Thursday, May 11, 2006

Congressional Ethics Reforms Need Some Reforming Themselves

Well folks, it is another day and with another day brings about another article scathing John Boehner and the Republicans for their poor job on ethics:

Registered lobbyists will now be required to file quarterly reports on their activities, and the reports will be subject to random scrutiny by House auditors. And the bill caps donations to political groups known as 527s, which heavily favored Democrats in the last election cycle.

How this would have prevented Jack Abramoff’s lobbying excesses, or Rep. Tom DeLay’s formers aides from selling access, or Rep. Duke Cunningham from accepting bribes, is not at all clear.

A popular perk, privately funded travel for lawmakers, remains, although it must be cleared with the House ethics committee until June 15 when the committee is to come up with permanent rules on travel. Lobbyists are barred from flying on the same corporate jet as a lawmaker, although presumably other company officials will be aboard.

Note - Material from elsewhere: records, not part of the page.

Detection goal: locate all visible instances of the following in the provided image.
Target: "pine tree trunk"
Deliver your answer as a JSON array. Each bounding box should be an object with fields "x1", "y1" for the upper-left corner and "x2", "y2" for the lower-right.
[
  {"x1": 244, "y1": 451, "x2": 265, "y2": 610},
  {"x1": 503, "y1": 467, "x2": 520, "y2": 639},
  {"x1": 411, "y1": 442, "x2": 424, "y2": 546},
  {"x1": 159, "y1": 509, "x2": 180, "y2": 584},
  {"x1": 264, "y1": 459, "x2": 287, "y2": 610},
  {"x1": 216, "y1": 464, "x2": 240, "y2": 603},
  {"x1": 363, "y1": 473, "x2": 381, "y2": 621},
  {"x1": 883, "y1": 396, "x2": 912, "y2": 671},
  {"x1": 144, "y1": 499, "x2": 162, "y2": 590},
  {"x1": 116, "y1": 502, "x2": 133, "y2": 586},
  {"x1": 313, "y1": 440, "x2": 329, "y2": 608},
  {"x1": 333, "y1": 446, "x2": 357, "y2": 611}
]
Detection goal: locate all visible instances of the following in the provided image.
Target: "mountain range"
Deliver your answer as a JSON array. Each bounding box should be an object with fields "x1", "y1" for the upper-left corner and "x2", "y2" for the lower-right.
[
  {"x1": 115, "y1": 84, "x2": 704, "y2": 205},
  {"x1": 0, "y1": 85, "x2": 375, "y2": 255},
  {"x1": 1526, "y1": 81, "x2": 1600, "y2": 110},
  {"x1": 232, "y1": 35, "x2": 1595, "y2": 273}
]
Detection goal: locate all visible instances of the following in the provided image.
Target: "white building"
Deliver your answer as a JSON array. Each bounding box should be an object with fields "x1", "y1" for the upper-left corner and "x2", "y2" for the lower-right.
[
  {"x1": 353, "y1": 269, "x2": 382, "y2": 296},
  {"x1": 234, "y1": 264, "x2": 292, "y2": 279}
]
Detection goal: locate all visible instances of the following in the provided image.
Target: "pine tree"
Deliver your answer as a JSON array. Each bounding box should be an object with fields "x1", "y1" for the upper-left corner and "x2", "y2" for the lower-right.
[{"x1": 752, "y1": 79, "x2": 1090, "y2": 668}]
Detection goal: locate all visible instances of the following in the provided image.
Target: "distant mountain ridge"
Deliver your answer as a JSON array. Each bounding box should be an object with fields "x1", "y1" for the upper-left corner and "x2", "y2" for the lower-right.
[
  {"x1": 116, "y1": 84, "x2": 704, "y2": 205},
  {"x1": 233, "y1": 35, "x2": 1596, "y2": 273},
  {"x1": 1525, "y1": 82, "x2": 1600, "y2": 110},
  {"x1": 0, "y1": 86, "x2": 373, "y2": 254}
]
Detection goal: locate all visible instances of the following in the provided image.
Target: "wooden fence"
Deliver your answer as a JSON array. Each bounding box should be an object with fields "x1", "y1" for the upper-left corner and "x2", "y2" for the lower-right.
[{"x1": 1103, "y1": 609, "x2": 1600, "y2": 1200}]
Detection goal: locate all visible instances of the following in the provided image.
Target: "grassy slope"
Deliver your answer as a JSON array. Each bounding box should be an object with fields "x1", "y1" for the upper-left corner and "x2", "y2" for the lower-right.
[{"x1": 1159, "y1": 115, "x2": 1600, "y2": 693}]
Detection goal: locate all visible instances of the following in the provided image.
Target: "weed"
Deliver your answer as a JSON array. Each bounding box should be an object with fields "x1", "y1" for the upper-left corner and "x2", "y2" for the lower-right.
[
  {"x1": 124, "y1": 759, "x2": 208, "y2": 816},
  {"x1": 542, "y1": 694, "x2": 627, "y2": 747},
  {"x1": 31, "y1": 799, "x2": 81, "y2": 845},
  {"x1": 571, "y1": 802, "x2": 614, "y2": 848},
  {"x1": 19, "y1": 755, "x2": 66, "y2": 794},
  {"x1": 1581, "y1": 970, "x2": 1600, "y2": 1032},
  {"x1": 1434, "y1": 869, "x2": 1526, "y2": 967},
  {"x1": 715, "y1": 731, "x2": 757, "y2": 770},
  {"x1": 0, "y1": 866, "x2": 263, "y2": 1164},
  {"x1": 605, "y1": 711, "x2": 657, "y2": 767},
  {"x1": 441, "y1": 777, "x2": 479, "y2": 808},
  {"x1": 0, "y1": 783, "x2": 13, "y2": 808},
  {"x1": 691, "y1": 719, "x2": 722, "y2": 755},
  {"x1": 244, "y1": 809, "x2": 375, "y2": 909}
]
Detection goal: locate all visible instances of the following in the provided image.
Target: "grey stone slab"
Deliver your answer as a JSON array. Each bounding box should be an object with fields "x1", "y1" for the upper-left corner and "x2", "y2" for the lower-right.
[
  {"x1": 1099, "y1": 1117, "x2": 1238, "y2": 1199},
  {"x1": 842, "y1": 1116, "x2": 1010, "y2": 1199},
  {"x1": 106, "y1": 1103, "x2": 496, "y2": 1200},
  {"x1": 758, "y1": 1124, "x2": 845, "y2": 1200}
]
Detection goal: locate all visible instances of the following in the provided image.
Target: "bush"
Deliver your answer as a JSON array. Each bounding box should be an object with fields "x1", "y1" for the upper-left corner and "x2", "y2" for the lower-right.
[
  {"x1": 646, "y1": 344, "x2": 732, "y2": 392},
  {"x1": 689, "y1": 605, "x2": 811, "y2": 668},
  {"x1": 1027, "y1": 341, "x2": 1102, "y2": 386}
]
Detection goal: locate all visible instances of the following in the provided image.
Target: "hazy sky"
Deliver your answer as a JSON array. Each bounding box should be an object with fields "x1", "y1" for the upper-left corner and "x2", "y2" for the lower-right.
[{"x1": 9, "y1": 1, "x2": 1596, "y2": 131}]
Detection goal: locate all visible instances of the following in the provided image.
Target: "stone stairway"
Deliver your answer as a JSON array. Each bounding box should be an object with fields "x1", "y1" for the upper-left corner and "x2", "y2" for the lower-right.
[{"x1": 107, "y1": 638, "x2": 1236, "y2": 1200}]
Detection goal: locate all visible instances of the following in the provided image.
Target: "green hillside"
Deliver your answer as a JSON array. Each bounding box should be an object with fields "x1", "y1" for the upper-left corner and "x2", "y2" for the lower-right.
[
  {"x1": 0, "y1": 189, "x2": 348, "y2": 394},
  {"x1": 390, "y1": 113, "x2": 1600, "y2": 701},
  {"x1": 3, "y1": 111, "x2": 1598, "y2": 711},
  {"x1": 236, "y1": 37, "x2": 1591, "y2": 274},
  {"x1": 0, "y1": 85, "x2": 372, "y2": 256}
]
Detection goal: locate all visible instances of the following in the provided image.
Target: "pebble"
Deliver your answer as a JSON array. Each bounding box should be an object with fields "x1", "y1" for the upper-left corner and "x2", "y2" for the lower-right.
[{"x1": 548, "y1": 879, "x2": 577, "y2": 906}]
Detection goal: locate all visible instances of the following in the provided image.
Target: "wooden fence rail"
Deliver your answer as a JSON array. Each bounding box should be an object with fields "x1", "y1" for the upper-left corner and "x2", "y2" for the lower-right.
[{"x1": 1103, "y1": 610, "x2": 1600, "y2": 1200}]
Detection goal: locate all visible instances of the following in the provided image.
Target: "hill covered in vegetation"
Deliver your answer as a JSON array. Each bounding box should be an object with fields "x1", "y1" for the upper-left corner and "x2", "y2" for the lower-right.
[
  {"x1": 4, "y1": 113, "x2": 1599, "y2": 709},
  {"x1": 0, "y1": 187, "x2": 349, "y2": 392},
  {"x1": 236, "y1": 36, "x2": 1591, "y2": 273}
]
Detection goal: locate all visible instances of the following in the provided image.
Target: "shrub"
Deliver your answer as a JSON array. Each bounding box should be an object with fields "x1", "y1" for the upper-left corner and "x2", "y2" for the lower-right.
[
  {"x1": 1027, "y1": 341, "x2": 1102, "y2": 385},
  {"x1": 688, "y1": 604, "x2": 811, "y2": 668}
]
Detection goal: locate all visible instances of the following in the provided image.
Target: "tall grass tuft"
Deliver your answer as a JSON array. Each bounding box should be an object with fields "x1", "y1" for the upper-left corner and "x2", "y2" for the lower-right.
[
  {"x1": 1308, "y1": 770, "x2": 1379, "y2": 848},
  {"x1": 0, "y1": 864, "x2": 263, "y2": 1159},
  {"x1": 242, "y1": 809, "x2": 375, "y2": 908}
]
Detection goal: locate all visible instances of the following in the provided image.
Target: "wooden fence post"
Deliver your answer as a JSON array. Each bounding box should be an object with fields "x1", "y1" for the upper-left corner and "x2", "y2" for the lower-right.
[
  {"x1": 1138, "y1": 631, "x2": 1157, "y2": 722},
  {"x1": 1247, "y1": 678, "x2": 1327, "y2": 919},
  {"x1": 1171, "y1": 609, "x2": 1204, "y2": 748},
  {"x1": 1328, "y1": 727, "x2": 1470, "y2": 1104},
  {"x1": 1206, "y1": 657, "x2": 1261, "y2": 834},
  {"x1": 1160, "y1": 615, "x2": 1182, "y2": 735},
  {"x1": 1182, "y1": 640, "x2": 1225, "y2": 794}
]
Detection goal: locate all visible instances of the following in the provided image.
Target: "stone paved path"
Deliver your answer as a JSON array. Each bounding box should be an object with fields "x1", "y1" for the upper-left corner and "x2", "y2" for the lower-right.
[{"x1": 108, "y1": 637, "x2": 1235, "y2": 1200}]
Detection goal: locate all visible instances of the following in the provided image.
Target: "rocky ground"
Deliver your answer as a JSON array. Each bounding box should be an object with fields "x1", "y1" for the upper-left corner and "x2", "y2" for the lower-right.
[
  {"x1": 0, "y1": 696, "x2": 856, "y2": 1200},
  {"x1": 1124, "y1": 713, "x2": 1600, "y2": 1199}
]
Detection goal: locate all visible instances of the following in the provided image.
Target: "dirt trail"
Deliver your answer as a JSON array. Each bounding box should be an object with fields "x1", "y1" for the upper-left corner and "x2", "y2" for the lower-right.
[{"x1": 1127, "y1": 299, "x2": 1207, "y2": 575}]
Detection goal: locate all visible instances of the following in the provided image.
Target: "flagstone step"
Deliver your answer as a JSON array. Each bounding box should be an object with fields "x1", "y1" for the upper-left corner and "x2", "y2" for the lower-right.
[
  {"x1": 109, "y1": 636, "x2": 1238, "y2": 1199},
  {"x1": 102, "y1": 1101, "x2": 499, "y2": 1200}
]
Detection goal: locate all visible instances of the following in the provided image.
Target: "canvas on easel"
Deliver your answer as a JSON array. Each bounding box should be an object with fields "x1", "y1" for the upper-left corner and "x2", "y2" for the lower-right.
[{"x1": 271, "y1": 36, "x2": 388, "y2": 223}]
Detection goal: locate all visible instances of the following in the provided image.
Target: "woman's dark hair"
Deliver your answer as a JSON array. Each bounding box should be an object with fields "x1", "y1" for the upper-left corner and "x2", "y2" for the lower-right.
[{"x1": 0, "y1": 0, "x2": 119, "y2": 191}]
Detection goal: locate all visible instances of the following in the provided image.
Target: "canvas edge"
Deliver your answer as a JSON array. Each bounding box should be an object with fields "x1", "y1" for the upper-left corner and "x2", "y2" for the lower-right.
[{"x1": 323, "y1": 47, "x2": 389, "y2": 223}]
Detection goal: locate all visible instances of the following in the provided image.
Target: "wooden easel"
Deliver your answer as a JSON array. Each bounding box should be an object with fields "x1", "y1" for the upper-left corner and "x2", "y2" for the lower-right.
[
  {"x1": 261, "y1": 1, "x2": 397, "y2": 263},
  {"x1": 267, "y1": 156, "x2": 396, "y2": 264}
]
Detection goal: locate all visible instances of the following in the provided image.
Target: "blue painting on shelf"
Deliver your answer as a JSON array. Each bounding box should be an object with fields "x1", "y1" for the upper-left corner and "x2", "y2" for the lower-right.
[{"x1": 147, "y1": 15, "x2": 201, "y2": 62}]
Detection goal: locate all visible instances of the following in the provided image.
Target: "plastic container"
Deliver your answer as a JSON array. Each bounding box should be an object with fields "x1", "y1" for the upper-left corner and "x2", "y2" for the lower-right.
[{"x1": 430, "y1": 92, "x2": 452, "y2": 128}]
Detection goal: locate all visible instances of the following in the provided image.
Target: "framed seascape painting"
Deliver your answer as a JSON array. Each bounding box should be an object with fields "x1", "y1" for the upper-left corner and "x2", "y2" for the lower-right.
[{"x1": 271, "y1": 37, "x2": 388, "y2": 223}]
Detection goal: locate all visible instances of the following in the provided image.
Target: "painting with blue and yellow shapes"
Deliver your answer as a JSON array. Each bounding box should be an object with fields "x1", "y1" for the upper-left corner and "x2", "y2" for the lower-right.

The bill requires ethics training for congressional staff while the members, from whom staffers take their cues, are not required but only encouraged to take the training.

One positive step requires all earmarks — lawmakers’ individual pork projects — to be identified along with the sponsor’s name on all spending bills. The measure would be stronger if it applied to earmarks in all legislation, and if members could do more than just raise a point of order against nameless earmarks emerging from a House-Senate conference, the source of so much legislative mischief.

The Senate also has an ethics bill, but with some differences from the House version. It bans all gifts and meals from lobbyists; the House imposes a $50 limit. A House-Senate conference will iron out the differences between the two, giving the lawmakers another chance to distance themselves from the bold promises of reform they made in January.


Seems like they would get the message, wouldn't it?

Note: Congressman Harold Ford Jr. voted against this poor excuse for an ethics bill.